Ongoing attacks inside the Elmira Correctional Facility and many of the state’s other prisons should serve as a stark reminder that steps are needed to better protect correctional officers, prison staff, inmates themselves, and prison safety and security overall. We should be working to enact a revitalized action plan to cut down on the dangerous drugs, weapons, and other contraband finding its way into our correctional facilities and contributing to a rise in violence.
For example, I continue to co-sponsor legislation (S2594) to require the state Department of Corrections and Community Supervision (DOCCS) to establish a multi-faceted “Contraband Screening Plan” for New York’s correctional facilities. Unfortunately, our current legislative leaders won’t be bringing this specific legislation to the floor of the Senate or Assembly for a vote anytime soon. They are, however, as I recently highlighted in this column, likely to advance so-called “parole reform” legislation that will make it easier for the state Parole Board to release violent inmates back into society.
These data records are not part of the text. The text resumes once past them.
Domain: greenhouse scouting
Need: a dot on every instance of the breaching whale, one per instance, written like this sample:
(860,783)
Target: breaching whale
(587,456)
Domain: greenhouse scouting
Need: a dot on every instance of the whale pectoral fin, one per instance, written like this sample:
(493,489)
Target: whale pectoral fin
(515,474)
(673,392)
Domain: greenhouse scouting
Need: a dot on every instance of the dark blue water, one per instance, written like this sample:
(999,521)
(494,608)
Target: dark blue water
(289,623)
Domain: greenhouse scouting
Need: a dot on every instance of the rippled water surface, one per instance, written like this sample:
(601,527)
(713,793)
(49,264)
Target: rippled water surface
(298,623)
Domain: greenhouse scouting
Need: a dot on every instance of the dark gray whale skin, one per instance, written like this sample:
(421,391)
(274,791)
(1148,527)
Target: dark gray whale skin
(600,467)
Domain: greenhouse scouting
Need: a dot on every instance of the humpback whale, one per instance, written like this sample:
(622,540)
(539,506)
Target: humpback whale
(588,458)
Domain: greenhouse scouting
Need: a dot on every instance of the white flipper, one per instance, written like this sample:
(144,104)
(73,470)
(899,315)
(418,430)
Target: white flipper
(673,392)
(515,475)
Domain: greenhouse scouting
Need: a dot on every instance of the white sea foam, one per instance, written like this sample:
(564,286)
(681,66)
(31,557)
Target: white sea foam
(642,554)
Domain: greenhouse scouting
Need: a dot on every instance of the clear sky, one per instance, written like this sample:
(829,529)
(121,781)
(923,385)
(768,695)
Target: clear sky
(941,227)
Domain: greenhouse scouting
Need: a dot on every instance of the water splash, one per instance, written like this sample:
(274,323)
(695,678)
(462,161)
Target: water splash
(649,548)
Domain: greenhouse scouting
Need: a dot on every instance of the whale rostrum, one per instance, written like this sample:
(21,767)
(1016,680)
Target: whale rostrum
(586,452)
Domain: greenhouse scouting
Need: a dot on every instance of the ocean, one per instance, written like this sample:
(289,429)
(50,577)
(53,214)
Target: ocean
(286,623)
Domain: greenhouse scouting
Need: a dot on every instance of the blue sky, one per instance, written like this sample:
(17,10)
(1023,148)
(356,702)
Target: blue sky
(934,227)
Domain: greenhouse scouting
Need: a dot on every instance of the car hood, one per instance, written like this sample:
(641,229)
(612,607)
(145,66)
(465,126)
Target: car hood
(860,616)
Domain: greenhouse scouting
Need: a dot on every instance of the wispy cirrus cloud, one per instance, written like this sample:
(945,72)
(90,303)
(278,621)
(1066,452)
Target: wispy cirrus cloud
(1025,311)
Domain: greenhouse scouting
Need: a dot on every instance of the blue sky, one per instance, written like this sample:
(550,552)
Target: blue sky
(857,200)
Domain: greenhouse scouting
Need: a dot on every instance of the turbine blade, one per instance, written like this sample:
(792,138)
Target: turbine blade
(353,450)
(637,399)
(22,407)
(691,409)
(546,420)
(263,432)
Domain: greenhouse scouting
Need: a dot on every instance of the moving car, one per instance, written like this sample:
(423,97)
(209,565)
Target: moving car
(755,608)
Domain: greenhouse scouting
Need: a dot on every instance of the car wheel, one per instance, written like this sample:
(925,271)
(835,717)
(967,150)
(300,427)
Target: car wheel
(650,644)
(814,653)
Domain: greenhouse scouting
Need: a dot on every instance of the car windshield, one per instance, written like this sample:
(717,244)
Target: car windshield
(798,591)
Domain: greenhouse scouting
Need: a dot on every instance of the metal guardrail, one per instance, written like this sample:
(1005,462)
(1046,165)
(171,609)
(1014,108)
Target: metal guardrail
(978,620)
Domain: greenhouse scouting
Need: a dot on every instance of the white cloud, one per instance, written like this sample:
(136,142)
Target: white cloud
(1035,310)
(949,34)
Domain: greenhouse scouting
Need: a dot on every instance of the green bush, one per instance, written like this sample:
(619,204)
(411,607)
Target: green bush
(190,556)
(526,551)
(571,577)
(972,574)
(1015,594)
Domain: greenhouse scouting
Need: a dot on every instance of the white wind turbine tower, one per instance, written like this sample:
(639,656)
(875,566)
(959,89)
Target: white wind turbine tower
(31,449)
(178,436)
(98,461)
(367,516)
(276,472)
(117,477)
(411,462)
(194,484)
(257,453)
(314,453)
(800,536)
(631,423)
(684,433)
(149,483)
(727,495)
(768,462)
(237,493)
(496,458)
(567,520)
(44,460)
In other words, we are facing the continuation and expansion of a pro-criminal mentality at the highest levels of New York State government – and, consequently, the ongoing erosion of law and order in so many of our communities.
It has consequences on our streets and within our neighborhoods. Not only that, the threat posed by an emboldened criminal element clearly carries right inside our prison walls.
New York State correctional officers are extremely concerned about rising violence inside prisons. I have long shared their concern. In a state government under one-party control -- with a governor weakened by scandal – New York’s current far-left leadership is equally emboldened to keep moving in the wrong direction on criminal justice and corrections, and law and order. It’s a carefree approach, and it’s irresponsible and dangerous.
Most recently, for instance, the Legislature approved and Governor Cuomo signed into law a measure I strongly opposed to strictly limit the use of solitary confinement in New York’s correctional facilities. The governor signed the new law despite noting in his own approval message that it will need to be amended in order to protect officers and other prison staff from violent inmates.
NYSCOPBA Western Region Vice President Mark Deburgomaster said, “It has become a broken record of sorts reporting weekly on staff being attacked by inmates. The reality is, until the disciplinary system is strengthened, we will continue to bring to light the assaults that plague our prisons. Eight officers needing hospital treatment at one prison is simply unacceptable. State legislators need to open their eyes to the constant danger our members face and strengthen policies that will help deter these attacks from occurring. This also applies to inmate on inmate assaults…It is simply incomprehensible that our elected officials would sit back and let this violence continue without making meaningful changes that will protect staff and inmates.”
Incomprehensible is one conclusion that can be drawn. It’s also irrational and senseless.